By Christmas, Christina and I were dating and in the spring I was invited to spend the weekend at her family’s beach house for the wedding of one of her cousins. I remember standing in the kitchen the first afternoon and asking if there was anything I could do to help. One of those questions you ask because you must, expecting people to demur.
Christina’s mother, Susan, arrived with groceries. “Yes,” she said. “Come wash lettuce.”
We stood by the sink under a large window decorated with small vintage evening purses, little sequined clam bellies, glinting in the sun. Susan talked fast and washed lettuce faster. I struggled with the salad spinner, one that seemed to defy the laws of physics. A gentle pull of the cord and I got ninety miles per hour. I couldn’t stop it, and as the mound of washed lettuce was growing exponentially on my left, I couldn’t wait for it to lose momentum either. I jammed in my thumb, shook out the dry lettuce, started again. Susan chatted about Christ, death (her father’s the previous spring), the prospect of the newlyweds becoming Catholic. I thought they already were.
“Lapsed,” she said.
I nodded.
“What are you?”
“Episcopalian.”
She shrugged, a gesture I recognized. It meant I could improve myself if I tried.
The day something changed at the dry cleaner I was standing in line behind an older gentleman. He was complaining about the troubles he’d had with his shirts, though at a different establishment. Braid was helping him, but when he went on and on, Diamond came over. The boy followed her, so finally all three of them were facing the irritable man, understanding only half of what he was saying. It seemed deeply unfair, and so I stepped in. “This is a good place,” I said. “I’ve never had a problem.”
Then I smiled at the boy.
I thought, with all my brand-new New York bravado, that I could show him not all customers were so difficult. He didn’t smile back, but when I looked up, Diamond and Braid were smiling. Diamond put her arm around the boy and scooted him forward. You could see the resistance in his body, hear the soles of his sneakers squeaking on the linoleum, but the man left and the rest of us kept smiling and suddenly I felt a great misunderstanding was in the making.
Christina frowned when I told her. “Surely you’re making too much of it,” she said. We were on our way to my Wednesday-night confirmation class.
“Maybe,” I said, but I wasn’t. The next week Diamond asked me to take the boy to the park.
“He likes baseball. Good at throwing,” she said eagerly. “Needs help catching.”
I looked at the boy, who was standing right there. I said it looked like he had a good arm.
“Arms, yes,” Diamond said, nodding and patting his shoulders.
The boy and I stared at each other. I gave him credit for looking more patient than embarrassed. He couldn’t have been more than nine or ten.
“Next week,” I said, turning and smiling nervously at the summer downpour that started outside just then, my immediate, foolproof excuse.
But the following Saturday I was sick and spent the whole weekend at Christina’s.

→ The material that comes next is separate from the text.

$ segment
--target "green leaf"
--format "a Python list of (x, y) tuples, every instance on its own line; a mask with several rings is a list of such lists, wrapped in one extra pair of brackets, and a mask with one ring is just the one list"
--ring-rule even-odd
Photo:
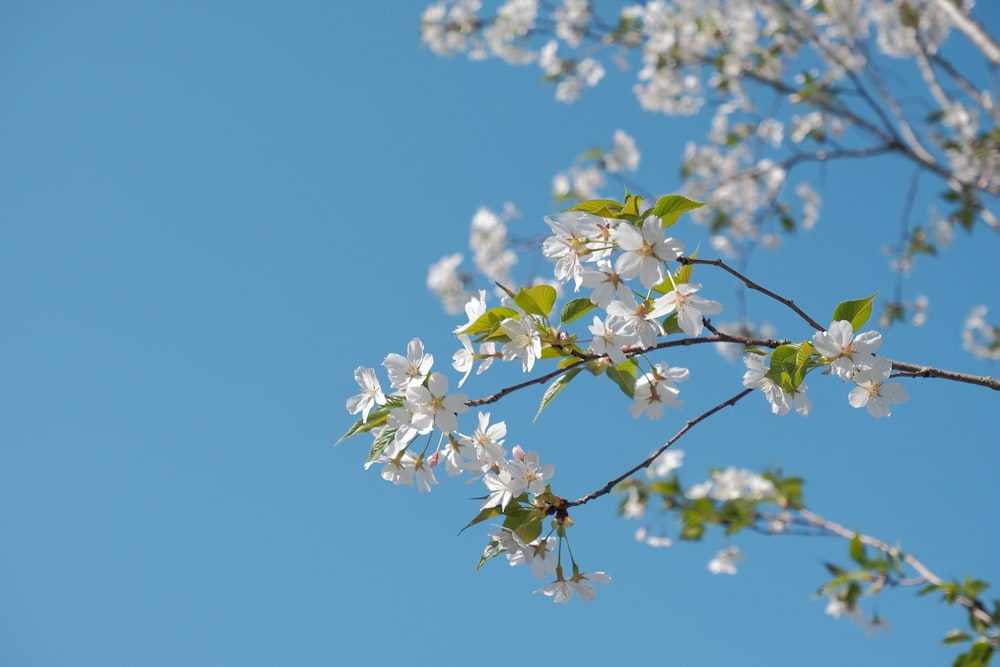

The Saturday after that I was back at home, with a laundry backlog. What could I say? That I didn’t have a glove? That I was the only guy cut from my high school baseball team? That I throw, in fact, like a girl?
All of these things were true, but I knew what she would say. Smiling and shaking her head, Not important.
Searching for something else to say, I’d end up staring at that awful poster behind the counter, those happy, lucky women.